Unless you mean that the very existence of a vertical monopoly is a positive externality that keeps the business going. In which case, yes, which is why those firms had to be broken up.

2 comments

You could have a theory of antitrust that allows for both rules - if a company is across multiple fields of business or if a company is too much of a single field, it gets split up. So Standard Oil and Ma Bell get split up for controlling too much of their industries and using it in anti-consumer practices, and Amazon gets split up (AWS vs everything else) because it’s inherently too large and it’s better for the economy for them to be split up.
of course, but i'd argue that too much of a single field is usually a case of a company that's actually in multiple businesses (see the mcdonald's example in a sibling thread).

my simplified perspective is a melding of the brandeisian (big is bad) and the chicago schools (economic efficiency for the win!), touched on in the article, so i certainly have no problems with synthesis in matters of antitrust. =)

strictly speaking, a monopoly by itself is probably not a positive externality, since it isn't external, other than the regulatory permissiveness that allows it. to me a vertical monopoly isn't necessarily a single business, even if the stack as a whole principally delivers a single type of good or service.

if a layer in the stack can thrive on its own as an independent ecosystem, then that's a "separate business", and trust busters should look askew at conglomerations across such boundaries. independent companies will make the whole industry more efficient in the long run, because of competition. in such a configuration, companies can make deals with each other across stack boundaries and even invest in each other as long as a controlling interest hasn't been reached.

ma bell for instance vertically integrated telegraph, telephone, transmission, real estate, consumer phones, answering services, and who knows how many other whole businesses together to form its monopoly. many, if not all, of those could have been thriving markets on their own.

I see.

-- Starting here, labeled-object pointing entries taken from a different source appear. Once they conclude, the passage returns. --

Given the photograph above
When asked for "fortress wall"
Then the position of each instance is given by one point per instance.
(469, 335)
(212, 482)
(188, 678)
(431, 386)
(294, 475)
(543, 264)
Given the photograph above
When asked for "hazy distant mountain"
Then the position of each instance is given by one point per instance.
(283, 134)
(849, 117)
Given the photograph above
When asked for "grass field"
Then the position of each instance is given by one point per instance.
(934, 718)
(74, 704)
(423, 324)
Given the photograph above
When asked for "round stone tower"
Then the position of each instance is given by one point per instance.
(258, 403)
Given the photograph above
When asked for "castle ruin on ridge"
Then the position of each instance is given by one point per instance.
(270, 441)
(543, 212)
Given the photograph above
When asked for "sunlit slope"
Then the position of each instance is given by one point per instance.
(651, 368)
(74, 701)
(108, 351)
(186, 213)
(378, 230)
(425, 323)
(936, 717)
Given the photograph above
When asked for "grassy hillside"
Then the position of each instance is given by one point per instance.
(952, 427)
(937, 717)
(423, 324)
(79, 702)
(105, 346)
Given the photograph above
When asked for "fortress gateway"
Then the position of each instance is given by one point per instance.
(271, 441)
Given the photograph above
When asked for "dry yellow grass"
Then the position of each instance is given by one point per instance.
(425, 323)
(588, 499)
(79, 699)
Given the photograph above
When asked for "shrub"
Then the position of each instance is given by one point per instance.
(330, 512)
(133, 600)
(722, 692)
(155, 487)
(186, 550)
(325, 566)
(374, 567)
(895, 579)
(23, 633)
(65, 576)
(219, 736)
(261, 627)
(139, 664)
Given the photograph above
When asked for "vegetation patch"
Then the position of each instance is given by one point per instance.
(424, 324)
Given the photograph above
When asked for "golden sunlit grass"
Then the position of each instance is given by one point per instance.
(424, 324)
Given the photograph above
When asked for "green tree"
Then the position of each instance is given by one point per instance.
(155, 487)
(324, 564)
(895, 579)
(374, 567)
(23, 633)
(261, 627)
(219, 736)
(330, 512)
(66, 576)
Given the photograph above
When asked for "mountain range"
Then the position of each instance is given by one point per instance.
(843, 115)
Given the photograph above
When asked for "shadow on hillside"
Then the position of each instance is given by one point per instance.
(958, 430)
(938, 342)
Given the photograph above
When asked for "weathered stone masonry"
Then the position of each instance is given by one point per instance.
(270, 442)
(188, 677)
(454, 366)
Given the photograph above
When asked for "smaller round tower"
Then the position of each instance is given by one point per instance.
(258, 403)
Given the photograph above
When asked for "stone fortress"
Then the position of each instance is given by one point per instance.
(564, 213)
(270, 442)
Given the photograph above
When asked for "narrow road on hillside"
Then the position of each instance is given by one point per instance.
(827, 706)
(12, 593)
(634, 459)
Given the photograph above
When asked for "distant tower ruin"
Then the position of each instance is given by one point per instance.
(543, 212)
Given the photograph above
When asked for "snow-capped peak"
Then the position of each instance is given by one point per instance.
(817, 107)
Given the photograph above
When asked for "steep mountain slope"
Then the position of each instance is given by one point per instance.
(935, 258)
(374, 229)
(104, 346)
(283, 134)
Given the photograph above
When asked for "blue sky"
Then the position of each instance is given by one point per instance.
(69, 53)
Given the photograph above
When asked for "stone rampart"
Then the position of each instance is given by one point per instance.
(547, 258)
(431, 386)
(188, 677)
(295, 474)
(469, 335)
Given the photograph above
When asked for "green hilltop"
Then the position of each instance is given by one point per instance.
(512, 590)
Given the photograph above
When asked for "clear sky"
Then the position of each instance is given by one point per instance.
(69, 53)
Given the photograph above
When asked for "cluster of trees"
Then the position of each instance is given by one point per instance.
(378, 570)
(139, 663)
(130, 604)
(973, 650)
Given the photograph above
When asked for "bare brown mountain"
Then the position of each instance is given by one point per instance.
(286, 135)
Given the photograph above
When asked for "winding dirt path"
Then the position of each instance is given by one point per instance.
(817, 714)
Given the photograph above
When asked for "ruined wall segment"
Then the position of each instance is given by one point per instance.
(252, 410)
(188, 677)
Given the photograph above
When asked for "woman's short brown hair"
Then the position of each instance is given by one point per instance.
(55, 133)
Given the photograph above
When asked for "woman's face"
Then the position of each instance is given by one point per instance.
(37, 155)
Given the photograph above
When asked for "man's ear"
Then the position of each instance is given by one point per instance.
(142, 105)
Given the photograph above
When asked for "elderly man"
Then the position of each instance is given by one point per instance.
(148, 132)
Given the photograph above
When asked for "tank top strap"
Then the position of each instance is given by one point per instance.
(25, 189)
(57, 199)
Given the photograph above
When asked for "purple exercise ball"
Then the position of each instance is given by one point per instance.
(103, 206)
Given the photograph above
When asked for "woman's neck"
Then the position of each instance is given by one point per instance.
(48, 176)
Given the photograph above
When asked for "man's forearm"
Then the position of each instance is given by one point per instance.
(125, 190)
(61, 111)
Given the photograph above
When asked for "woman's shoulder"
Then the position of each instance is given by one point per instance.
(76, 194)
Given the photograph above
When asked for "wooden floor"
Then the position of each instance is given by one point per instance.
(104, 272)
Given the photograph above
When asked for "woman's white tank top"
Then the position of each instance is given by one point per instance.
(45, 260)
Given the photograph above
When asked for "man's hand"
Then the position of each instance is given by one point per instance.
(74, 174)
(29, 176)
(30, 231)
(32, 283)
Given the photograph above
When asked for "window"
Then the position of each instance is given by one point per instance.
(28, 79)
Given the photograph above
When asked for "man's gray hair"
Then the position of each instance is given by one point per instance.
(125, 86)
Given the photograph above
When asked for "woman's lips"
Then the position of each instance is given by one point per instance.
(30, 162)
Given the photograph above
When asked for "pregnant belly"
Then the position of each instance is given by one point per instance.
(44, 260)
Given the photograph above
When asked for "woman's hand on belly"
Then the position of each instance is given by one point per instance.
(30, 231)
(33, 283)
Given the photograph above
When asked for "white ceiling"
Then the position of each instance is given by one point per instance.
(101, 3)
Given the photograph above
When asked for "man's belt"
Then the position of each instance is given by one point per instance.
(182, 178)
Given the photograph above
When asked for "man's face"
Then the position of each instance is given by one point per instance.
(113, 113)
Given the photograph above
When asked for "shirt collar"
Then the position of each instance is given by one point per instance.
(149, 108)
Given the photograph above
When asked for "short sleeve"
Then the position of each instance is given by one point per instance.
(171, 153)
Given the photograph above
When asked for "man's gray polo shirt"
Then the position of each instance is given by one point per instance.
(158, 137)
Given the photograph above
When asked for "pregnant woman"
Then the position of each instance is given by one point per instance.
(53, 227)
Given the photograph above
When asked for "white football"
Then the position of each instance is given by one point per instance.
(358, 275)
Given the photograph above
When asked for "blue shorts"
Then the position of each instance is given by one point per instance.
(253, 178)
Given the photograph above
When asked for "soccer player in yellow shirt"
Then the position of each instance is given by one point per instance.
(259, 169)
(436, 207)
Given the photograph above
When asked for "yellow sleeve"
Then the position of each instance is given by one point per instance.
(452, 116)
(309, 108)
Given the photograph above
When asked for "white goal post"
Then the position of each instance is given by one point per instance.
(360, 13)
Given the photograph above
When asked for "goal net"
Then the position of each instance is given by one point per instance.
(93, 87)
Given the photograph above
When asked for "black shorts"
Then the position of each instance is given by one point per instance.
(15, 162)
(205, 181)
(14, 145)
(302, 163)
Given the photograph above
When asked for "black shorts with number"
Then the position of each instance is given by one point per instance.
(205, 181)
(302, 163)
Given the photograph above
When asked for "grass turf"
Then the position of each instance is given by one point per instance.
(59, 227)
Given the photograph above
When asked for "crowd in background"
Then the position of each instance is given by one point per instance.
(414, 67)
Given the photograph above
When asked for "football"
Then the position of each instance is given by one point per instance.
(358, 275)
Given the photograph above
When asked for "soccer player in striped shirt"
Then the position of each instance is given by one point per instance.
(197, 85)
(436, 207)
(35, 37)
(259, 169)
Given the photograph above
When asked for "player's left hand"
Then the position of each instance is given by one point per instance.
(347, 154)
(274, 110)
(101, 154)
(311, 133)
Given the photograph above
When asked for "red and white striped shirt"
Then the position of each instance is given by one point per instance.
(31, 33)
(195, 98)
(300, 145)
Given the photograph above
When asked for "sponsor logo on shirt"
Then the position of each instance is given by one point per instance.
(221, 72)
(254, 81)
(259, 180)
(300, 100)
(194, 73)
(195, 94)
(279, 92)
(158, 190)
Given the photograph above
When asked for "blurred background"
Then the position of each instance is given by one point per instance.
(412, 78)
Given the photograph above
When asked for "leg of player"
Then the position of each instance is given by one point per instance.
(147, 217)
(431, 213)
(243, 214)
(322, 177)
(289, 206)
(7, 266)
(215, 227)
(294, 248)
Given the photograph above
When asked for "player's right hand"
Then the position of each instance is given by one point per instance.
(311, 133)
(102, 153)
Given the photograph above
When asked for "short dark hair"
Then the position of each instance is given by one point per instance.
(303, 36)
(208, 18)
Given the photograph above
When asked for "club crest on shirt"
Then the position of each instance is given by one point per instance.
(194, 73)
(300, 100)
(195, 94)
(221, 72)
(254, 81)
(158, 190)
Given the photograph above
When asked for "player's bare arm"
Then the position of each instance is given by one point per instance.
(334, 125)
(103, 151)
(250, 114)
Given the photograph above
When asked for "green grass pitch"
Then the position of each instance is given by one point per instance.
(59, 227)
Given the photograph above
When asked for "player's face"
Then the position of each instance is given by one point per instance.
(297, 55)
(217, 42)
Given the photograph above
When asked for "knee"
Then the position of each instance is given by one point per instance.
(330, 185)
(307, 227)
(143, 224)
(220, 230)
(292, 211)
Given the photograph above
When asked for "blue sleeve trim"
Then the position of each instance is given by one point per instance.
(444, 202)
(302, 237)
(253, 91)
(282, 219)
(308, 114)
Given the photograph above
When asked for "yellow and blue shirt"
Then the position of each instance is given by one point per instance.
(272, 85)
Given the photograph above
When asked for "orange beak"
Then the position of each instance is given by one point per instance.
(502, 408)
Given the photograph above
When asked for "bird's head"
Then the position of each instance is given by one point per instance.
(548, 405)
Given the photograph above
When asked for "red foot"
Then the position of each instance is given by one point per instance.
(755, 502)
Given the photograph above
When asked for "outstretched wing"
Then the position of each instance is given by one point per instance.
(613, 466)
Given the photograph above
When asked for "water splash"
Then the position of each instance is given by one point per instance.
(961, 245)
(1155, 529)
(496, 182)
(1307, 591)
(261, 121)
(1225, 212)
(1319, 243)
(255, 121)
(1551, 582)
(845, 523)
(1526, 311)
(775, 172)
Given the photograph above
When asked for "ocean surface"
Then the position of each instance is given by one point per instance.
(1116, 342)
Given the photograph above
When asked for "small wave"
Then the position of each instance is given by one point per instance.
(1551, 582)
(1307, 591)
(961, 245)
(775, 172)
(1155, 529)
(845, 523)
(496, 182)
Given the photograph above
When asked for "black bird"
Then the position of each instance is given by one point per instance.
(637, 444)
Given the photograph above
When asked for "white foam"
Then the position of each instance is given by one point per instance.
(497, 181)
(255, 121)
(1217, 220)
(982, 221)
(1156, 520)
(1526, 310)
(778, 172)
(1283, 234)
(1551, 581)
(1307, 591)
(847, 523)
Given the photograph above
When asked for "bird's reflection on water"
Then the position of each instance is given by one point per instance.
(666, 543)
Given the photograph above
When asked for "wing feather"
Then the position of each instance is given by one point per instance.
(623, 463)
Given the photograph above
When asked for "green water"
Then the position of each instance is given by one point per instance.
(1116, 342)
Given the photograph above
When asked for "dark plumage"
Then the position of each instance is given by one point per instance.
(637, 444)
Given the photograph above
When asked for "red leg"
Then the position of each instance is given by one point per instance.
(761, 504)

I mostly agree, though I definitely think the delineation problem is more difficult with vertical rather than horizontal monopolies, e.g. (to stretch the example), McDonald's franchises currently cook all the food they sell. They could instead buy pre-cooked food from a separate business, but would such a breakup of functions benefit the economy? Where that line is seems like a hard problem for a court to solve.
mcdonald's is actually a good example. it's at least 3 businesses on top of the nominal one of fast food: franchising, supply chain, and real estate. franchisees pay for access to the mcdonald's brand, trademarks, and shared marketing. in addition, mcdonald's corporate provides complete supply chain support, so franchisees buy all of their food and materials through mcdonald's itself or from its approved suppliers. mcdonald's corporate also owns the real estate that many franchises sit atop, so it's a landlord to boot.

it'd be easy to split those businesses into separate ones, as it's plainly obvious that all three businesses can viably stand alone, apart from serving fast food. you might argue that that'd dilute the brand value because the product wouldn't be as uniform, but you just have to look at the international variation to realize that that's not so important to brand value.